Thursday, May 31, 2012

Roaches


The crazed roach and me:
(Setting: Home alone with computer and no Rambo to join me in my neuroticism either.)
Round 1: Roach impedes my ability to brush my teeth by being in sink. Solution: I sprayed bug spray upon him until he disappeared into my sink. I then sprayed bug spray into the holes of sink and...drainy hole (which I do not understand.) 

This was an altogether short lived success because the whole ordeal did 2 things. It made me forget my purpose outside of winged insect slaying and also made me paranoid of my bathroom and all known services to me. For the 5 seconds I remembered, anyway.

Round 2: I sit down in my chair to calmly consider writing stuff-like an important advocate and counselor person does; only to hear ominous skittering noises from various locations in my room.
..................................................................................


Finally, I see a batshit crazy roach failing at crawling up a wall (not near to me at all).  
At this point, the roach enters my holy-shit-terrifying-zone, wherein he is above my head and therefore armed with the ability to swoop down and dive bomb me at any given moment.

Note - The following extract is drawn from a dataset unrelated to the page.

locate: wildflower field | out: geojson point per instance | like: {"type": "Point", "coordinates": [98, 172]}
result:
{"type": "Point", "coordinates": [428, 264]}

Because hey, sometimes roaches loose their cool and run towards the large moving object and light. Yeah, I KNOW, it's insanity!
I say Okay aloud a few times to come up with a plan. The roach is climbing up all the walls. He has lost his mind after being chemically doused and this is one kamikaze mission to retreat...or kill me. This roach is unpredictable. Essentially, he was the equivalent of the last man standing with no family or ways out. Times like these living beings do rash things. Like fall from my ceiling onto my head or skitter far too close to my existence to be comfortable. I get up to find a shoe or apparatus to apprehend this crazed creature and discover another Roach about 3 inches from my shoe/weapon. ...........................................................
Round 3: I jump up out of my chair and stand in the clearest part of the room scanning all things above eyesight for rogue creatures. None found. I search out the spray-this has now become a gang mentality of lunacy that I can neither predict nor comprehend.
I finally decide to go for Wall-fail roach first...cuz I can see him....determinedly failing at climbing the wall and hitting the ground with a ::thunk:: every few seconds. I get the spray and go after him first. However, the roach has taken the high ground ABOVE MY FREAKING HEAD and is therefore non-apprehendable 'til he is out of "fall on head" position. Him falling from the wall had already put me on edge...(I never knew where he would land). Anyways, He skitters above my food; confronted with an ethical dilemma of sorts I weigh my options. But first I frantically tell him," Bro, really? You gonna play like THAT?"
Do I apprehend this rogue creature who carries toxic chemicals on his hairy little legs with more toxic spray over my dry food supply or do I wait til he somehow falls thereby getting the food contaminated due to his wall climbing failure?!?!
I was poised, standing on my dresser to gain some leverage-and he moved away from the food. I went to strike and he was then on the ground. I followed him doused his ass til movement ceased.  It was brutal-I accepted my fate as a murderer, then. 

Round 4: Other roach is hiding in my dirty clothes pile on the floor. Again, ethical dilemma: Add more toxic spray by doing a covering  over the possible hiding area of the roach or let roach roam til he climbs up my leg to strike?
I covered the area and determined I would somehow remember that these were not available to wear unless washed. The roach comes out and...I, well...........I screamed. Then I noted he was desperately running away-leaving himself in the open. I got the shoe and struck.
Now-Here I sit 2 criminals doused and apprehended; Afraid to go into my bathroom in case there are somehow more in their lair (do palmetto bugs have lairs?) and vigilantly listening to all surrounding noises for thunks.

Oh, and it is like a toxic waste facility in here with spray clotting my breathing passage ways.

Yep-I don't think I know who won this battle!


::Guys, should I add pics to this and make it legit???::

1 comment:

  1. No pictures needed. Though, sharing this story with Crystal would be hilarious as she is also terrified of the bastards.

    You and your overhead scare-zones.